TOKYO (April 4): Benchmark Tokyo rubber futures plunged to their four-month low on Tuesday amid stronger risk-adverse mode, which boosted a safe-heaven yen against the dollar, and as weaker-than-expected US auto sales weighed on market sentiment.
Investor appetite for risk has been dulled this week by factors including nerves ahead of an upcoming meeting between US President Donald Trump and Chinese President Xi Jinping and a suspected suicide bombing in St. Petersburg, Russia, on Monday.
“Selling pressure increased as risk aversion spread through wider markets,” said Hiroyuki Kikukawa, general manager of research at Nissan Securities.
The Japanese yen gained broadly on Tuesday as investors flocked to the safe-haven currency. A stronger yen makes yen-denominated assets less affordable when purchased in other currencies.
The Tokyo Commodity Exchange (TOCOM) rubber contract for September delivery finished down 8.3 yen, or 3.4%, at 236.7 yen (US$2.14) per kg. Earlier in the session, it touched 231.0 yen, lowest since Dec 2.

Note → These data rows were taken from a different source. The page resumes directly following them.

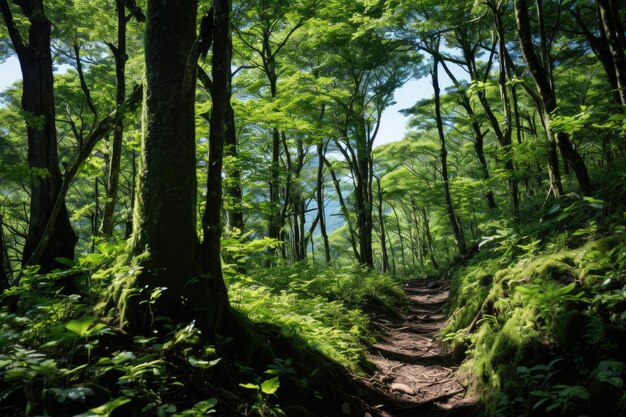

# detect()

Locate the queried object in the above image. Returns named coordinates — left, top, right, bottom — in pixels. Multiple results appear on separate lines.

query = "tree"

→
left=100, top=0, right=145, bottom=236
left=515, top=0, right=593, bottom=195
left=117, top=0, right=229, bottom=334
left=0, top=0, right=77, bottom=272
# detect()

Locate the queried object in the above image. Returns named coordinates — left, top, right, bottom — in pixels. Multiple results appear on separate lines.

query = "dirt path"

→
left=356, top=278, right=476, bottom=417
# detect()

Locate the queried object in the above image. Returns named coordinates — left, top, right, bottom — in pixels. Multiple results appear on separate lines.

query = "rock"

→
left=380, top=375, right=395, bottom=383
left=391, top=382, right=415, bottom=395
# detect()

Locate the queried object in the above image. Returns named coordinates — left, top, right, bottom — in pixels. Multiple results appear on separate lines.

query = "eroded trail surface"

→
left=364, top=278, right=476, bottom=417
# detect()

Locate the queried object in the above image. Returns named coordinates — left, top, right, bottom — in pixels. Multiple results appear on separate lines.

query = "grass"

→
left=444, top=193, right=626, bottom=416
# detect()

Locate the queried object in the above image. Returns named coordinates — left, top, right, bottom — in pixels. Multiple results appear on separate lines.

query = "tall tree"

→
left=597, top=0, right=626, bottom=105
left=100, top=0, right=145, bottom=236
left=431, top=50, right=467, bottom=255
left=515, top=0, right=593, bottom=195
left=118, top=0, right=229, bottom=334
left=201, top=0, right=232, bottom=324
left=0, top=0, right=77, bottom=272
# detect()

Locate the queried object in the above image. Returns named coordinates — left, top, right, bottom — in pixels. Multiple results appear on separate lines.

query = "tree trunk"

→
left=315, top=143, right=330, bottom=265
left=201, top=0, right=232, bottom=332
left=0, top=214, right=10, bottom=294
left=0, top=0, right=78, bottom=272
left=224, top=98, right=244, bottom=233
left=441, top=60, right=498, bottom=209
left=492, top=3, right=519, bottom=219
left=597, top=0, right=626, bottom=105
left=324, top=157, right=361, bottom=260
left=432, top=57, right=467, bottom=256
left=376, top=178, right=389, bottom=273
left=100, top=0, right=127, bottom=237
left=122, top=0, right=224, bottom=335
left=515, top=0, right=593, bottom=195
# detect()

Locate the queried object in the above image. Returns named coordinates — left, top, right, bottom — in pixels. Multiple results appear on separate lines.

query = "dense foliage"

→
left=0, top=0, right=626, bottom=417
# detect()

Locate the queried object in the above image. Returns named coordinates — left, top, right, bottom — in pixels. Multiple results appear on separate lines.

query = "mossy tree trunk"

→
left=121, top=0, right=228, bottom=335
left=431, top=50, right=467, bottom=256
left=100, top=0, right=145, bottom=237
left=515, top=0, right=593, bottom=195
left=0, top=214, right=9, bottom=291
left=0, top=0, right=77, bottom=272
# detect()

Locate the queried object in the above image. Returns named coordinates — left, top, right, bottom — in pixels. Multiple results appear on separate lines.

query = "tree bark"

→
left=224, top=98, right=245, bottom=233
left=315, top=143, right=331, bottom=265
left=100, top=0, right=127, bottom=237
left=122, top=0, right=224, bottom=335
left=376, top=178, right=389, bottom=273
left=597, top=0, right=626, bottom=105
left=200, top=0, right=232, bottom=329
left=515, top=0, right=593, bottom=195
left=431, top=53, right=467, bottom=256
left=0, top=214, right=10, bottom=294
left=0, top=0, right=78, bottom=272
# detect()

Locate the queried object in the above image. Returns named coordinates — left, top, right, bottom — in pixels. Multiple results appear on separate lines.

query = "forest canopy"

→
left=0, top=0, right=626, bottom=417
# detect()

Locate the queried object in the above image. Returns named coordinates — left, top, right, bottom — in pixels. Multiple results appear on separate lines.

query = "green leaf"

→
left=261, top=377, right=280, bottom=395
left=63, top=316, right=96, bottom=337
left=74, top=397, right=130, bottom=417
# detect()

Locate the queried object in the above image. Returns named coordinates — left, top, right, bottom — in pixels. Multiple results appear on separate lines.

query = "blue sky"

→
left=0, top=57, right=465, bottom=146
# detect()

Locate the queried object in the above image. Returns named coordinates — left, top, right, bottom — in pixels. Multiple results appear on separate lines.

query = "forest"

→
left=0, top=0, right=626, bottom=417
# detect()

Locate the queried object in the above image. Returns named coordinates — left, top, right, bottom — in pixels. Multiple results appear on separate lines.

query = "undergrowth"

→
left=0, top=236, right=403, bottom=417
left=444, top=178, right=626, bottom=417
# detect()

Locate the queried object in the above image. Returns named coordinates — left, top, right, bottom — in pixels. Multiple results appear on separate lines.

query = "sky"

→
left=0, top=57, right=465, bottom=146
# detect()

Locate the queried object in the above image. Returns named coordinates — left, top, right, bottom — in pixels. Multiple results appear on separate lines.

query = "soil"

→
left=361, top=278, right=479, bottom=417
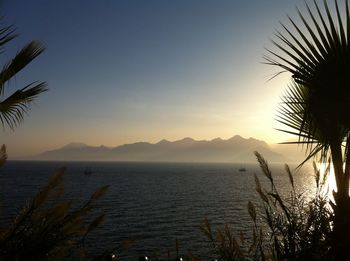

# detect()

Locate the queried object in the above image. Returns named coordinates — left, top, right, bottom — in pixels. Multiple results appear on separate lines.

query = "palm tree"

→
left=265, top=0, right=350, bottom=260
left=0, top=21, right=47, bottom=129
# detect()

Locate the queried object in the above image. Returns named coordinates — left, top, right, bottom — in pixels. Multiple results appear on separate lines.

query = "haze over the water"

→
left=1, top=0, right=303, bottom=158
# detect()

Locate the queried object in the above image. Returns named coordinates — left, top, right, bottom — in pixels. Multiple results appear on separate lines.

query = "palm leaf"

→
left=0, top=82, right=47, bottom=129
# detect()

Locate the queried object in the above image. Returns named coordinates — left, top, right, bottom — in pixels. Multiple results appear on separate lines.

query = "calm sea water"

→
left=0, top=161, right=314, bottom=260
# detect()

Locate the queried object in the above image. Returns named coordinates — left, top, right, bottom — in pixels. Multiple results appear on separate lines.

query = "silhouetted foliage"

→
left=201, top=152, right=333, bottom=261
left=0, top=20, right=47, bottom=129
left=266, top=0, right=350, bottom=259
left=0, top=146, right=108, bottom=260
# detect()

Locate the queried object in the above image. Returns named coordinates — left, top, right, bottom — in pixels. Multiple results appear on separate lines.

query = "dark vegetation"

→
left=0, top=0, right=350, bottom=260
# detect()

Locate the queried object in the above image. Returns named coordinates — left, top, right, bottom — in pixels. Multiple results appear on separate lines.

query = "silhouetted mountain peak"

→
left=62, top=142, right=88, bottom=149
left=175, top=137, right=195, bottom=143
left=157, top=139, right=171, bottom=145
left=36, top=135, right=284, bottom=162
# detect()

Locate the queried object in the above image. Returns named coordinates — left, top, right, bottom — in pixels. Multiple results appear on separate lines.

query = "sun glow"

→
left=317, top=163, right=337, bottom=200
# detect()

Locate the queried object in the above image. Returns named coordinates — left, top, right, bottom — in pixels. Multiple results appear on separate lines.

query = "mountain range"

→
left=31, top=135, right=296, bottom=163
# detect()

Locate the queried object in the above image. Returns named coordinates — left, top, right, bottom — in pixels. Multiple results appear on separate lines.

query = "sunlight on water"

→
left=317, top=163, right=337, bottom=200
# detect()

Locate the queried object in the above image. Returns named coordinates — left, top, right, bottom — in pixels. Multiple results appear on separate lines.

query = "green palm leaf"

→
left=0, top=82, right=47, bottom=129
left=0, top=20, right=47, bottom=129
left=265, top=0, right=350, bottom=159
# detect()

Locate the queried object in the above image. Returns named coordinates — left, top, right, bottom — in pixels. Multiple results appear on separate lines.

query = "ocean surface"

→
left=0, top=161, right=314, bottom=260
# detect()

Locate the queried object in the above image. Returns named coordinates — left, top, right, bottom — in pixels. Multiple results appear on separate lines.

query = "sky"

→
left=1, top=0, right=304, bottom=158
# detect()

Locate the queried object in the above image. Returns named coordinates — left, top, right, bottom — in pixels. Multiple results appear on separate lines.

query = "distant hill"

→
left=30, top=135, right=287, bottom=163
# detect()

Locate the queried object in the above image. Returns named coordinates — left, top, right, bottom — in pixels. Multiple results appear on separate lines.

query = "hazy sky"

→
left=1, top=0, right=303, bottom=158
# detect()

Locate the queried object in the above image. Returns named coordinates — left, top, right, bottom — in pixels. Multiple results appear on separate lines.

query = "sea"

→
left=0, top=161, right=315, bottom=260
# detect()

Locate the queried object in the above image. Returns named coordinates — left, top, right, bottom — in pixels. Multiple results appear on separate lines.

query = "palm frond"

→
left=0, top=82, right=47, bottom=129
left=264, top=0, right=350, bottom=162
left=0, top=41, right=45, bottom=94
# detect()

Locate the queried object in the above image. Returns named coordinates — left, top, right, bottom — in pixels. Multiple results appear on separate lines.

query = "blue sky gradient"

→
left=1, top=0, right=303, bottom=157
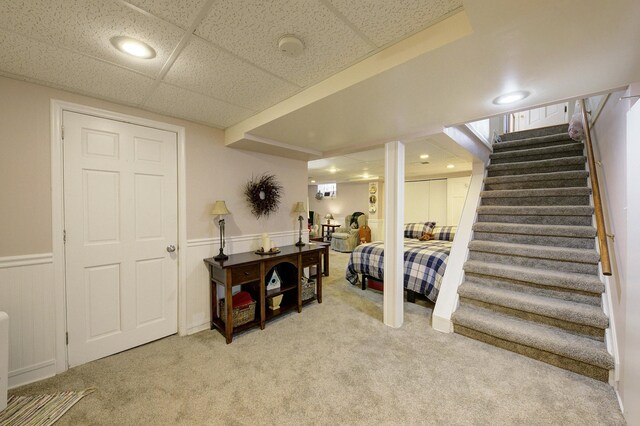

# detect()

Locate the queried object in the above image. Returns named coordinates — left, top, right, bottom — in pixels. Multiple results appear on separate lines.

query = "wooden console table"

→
left=204, top=243, right=328, bottom=343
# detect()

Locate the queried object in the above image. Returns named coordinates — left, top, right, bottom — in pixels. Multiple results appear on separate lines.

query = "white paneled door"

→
left=511, top=102, right=569, bottom=132
left=63, top=111, right=178, bottom=366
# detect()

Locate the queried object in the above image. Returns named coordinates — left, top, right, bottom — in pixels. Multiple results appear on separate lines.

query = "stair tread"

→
left=480, top=186, right=591, bottom=198
left=463, top=260, right=604, bottom=294
left=458, top=281, right=609, bottom=330
left=500, top=122, right=569, bottom=141
left=491, top=142, right=583, bottom=160
left=473, top=222, right=596, bottom=238
left=469, top=240, right=600, bottom=264
left=478, top=206, right=593, bottom=216
left=494, top=131, right=575, bottom=146
left=453, top=305, right=614, bottom=370
left=487, top=155, right=587, bottom=171
left=484, top=170, right=589, bottom=184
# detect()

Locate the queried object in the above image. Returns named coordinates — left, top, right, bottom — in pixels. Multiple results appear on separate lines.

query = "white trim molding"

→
left=50, top=99, right=187, bottom=373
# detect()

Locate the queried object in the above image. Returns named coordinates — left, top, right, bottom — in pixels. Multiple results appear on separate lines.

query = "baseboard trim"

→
left=8, top=359, right=56, bottom=389
left=0, top=253, right=53, bottom=269
left=187, top=322, right=211, bottom=336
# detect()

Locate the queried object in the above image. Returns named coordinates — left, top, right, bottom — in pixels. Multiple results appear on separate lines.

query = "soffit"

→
left=0, top=0, right=462, bottom=128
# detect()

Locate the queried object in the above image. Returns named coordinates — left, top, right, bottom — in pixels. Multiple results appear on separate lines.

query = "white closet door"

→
left=429, top=179, right=447, bottom=225
left=63, top=112, right=178, bottom=366
left=404, top=181, right=430, bottom=223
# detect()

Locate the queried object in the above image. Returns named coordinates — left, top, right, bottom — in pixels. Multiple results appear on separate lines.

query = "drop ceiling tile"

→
left=0, top=0, right=184, bottom=77
left=144, top=83, right=255, bottom=129
left=121, top=0, right=207, bottom=29
left=327, top=0, right=462, bottom=47
left=0, top=30, right=153, bottom=105
left=196, top=0, right=373, bottom=86
left=165, top=37, right=300, bottom=110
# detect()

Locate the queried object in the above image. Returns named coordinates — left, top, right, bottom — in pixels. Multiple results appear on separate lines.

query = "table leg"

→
left=258, top=262, right=267, bottom=330
left=224, top=268, right=233, bottom=344
left=316, top=262, right=322, bottom=303
left=322, top=245, right=329, bottom=277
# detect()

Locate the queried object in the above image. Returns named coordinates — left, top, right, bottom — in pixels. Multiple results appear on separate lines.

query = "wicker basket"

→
left=302, top=279, right=316, bottom=300
left=218, top=299, right=256, bottom=327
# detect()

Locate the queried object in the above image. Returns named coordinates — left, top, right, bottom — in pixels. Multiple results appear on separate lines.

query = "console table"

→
left=204, top=243, right=328, bottom=343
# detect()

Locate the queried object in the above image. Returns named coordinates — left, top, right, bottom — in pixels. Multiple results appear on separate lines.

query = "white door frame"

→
left=51, top=99, right=187, bottom=373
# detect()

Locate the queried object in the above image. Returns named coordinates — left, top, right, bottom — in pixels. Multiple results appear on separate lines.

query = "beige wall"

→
left=0, top=77, right=307, bottom=257
left=308, top=182, right=369, bottom=225
left=592, top=92, right=637, bottom=410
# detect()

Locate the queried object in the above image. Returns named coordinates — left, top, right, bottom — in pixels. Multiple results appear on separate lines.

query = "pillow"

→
left=404, top=222, right=436, bottom=238
left=418, top=232, right=433, bottom=241
left=433, top=226, right=457, bottom=241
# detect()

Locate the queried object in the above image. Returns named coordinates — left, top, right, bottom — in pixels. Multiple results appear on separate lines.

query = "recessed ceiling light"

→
left=493, top=90, right=530, bottom=105
left=111, top=36, right=156, bottom=59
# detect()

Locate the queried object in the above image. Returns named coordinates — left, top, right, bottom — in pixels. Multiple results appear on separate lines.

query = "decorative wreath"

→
left=244, top=173, right=282, bottom=219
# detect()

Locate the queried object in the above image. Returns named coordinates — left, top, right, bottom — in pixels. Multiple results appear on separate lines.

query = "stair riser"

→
left=493, top=139, right=576, bottom=153
left=460, top=297, right=604, bottom=342
left=480, top=195, right=590, bottom=206
left=473, top=231, right=595, bottom=249
left=500, top=123, right=569, bottom=142
left=484, top=178, right=587, bottom=191
left=478, top=214, right=592, bottom=226
left=453, top=321, right=609, bottom=382
left=469, top=250, right=598, bottom=275
left=491, top=148, right=583, bottom=164
left=465, top=272, right=602, bottom=306
left=487, top=163, right=584, bottom=177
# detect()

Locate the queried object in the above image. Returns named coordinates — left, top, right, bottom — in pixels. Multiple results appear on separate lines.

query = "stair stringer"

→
left=431, top=160, right=488, bottom=333
left=584, top=145, right=620, bottom=387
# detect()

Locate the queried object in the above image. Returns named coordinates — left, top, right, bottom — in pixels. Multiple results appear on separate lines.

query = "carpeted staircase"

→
left=452, top=124, right=614, bottom=381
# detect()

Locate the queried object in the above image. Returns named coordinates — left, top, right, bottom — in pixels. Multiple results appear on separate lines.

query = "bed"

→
left=345, top=222, right=456, bottom=302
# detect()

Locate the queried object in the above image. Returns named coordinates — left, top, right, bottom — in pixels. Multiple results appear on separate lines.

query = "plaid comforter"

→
left=346, top=238, right=451, bottom=302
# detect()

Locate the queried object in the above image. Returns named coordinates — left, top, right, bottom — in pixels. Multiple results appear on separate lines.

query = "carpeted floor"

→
left=12, top=252, right=624, bottom=425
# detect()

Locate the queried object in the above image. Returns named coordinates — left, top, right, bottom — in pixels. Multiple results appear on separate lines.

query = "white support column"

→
left=384, top=141, right=404, bottom=328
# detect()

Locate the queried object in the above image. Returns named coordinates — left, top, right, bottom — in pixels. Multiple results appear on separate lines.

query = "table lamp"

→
left=293, top=201, right=307, bottom=247
left=211, top=201, right=231, bottom=260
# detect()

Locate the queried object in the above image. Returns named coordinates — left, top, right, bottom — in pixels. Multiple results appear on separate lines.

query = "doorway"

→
left=52, top=102, right=186, bottom=372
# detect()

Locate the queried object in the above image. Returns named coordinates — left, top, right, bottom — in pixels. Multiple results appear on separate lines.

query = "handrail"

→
left=580, top=99, right=611, bottom=275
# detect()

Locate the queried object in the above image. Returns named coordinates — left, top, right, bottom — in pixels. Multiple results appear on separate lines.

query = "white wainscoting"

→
left=186, top=230, right=300, bottom=334
left=0, top=253, right=56, bottom=388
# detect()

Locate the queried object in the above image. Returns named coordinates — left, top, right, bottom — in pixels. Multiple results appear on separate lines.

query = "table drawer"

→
left=302, top=251, right=322, bottom=268
left=231, top=263, right=260, bottom=285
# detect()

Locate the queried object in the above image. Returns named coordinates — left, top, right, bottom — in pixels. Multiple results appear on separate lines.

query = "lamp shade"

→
left=211, top=201, right=231, bottom=216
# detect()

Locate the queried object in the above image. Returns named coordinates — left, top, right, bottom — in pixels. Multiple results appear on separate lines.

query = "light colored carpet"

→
left=0, top=389, right=93, bottom=426
left=8, top=252, right=624, bottom=425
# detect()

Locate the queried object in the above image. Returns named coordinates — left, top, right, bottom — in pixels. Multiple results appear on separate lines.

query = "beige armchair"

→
left=331, top=214, right=367, bottom=253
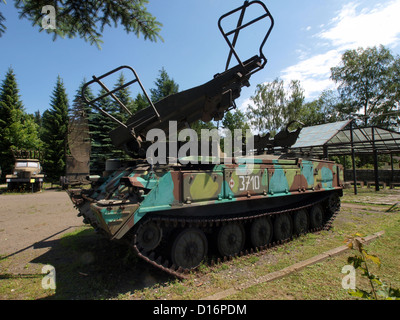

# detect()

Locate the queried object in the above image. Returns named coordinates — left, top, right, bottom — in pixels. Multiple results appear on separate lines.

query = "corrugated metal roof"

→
left=291, top=120, right=351, bottom=149
left=291, top=120, right=400, bottom=156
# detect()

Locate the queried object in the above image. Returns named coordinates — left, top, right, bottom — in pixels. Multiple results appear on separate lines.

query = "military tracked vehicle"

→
left=68, top=1, right=344, bottom=277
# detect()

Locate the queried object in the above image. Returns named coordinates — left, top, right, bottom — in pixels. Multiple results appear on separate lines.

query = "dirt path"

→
left=0, top=190, right=84, bottom=270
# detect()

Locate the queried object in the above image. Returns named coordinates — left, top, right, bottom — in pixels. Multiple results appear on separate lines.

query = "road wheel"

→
left=293, top=209, right=309, bottom=234
left=250, top=217, right=272, bottom=247
left=274, top=214, right=293, bottom=240
left=310, top=204, right=324, bottom=229
left=171, top=228, right=208, bottom=269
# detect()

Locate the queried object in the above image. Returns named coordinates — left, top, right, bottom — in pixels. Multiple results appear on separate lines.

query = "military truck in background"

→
left=6, top=150, right=44, bottom=192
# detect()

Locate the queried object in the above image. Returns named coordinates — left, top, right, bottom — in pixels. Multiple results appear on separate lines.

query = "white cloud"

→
left=318, top=1, right=400, bottom=50
left=281, top=0, right=400, bottom=98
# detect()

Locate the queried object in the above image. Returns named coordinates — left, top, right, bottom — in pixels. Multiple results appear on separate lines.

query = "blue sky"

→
left=0, top=0, right=400, bottom=113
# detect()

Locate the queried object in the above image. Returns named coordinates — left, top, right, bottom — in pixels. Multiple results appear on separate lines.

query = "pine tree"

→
left=90, top=89, right=116, bottom=175
left=150, top=67, right=179, bottom=103
left=42, top=76, right=69, bottom=183
left=0, top=68, right=41, bottom=180
left=0, top=0, right=163, bottom=49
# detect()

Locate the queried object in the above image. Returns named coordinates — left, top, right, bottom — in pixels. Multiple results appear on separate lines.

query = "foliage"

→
left=90, top=90, right=116, bottom=175
left=331, top=45, right=400, bottom=127
left=347, top=233, right=400, bottom=300
left=42, top=76, right=69, bottom=182
left=135, top=67, right=179, bottom=111
left=0, top=0, right=163, bottom=48
left=150, top=67, right=179, bottom=102
left=0, top=68, right=41, bottom=179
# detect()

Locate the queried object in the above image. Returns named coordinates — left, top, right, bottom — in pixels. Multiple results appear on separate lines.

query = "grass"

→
left=0, top=188, right=400, bottom=300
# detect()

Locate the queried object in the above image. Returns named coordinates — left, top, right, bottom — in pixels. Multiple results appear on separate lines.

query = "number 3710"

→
left=239, top=175, right=260, bottom=191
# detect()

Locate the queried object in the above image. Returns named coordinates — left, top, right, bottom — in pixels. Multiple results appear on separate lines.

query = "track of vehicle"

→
left=127, top=191, right=340, bottom=279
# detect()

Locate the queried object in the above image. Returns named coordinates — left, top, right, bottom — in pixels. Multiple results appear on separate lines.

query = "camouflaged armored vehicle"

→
left=68, top=1, right=344, bottom=277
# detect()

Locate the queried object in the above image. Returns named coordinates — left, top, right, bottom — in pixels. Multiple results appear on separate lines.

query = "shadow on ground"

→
left=27, top=228, right=173, bottom=300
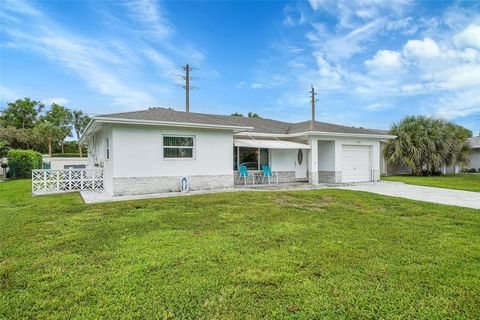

In a further blow to the rubber market, major US automakers’ sales figures for March came in below market expectations and gave early evidence that America’s long, robust boom cycle for car sales may finally be losing steam.
China’s stock, bond, foreign exchange and commodity futures markets are closed on April 3 and 4 for the Ching Ming Festival holiday. Markets will resume trade on April 5.
“Shanghai investors are expected to come back with bearish sentiment if not in wait-and-see mode ahead of the Trump-Jinping meeting,” Kikukawa said.
The front-month rubber contract on Singapore’s SICOM exchange for May delivery last traded at 178.8 US cents per kg, down 4.0 US cents.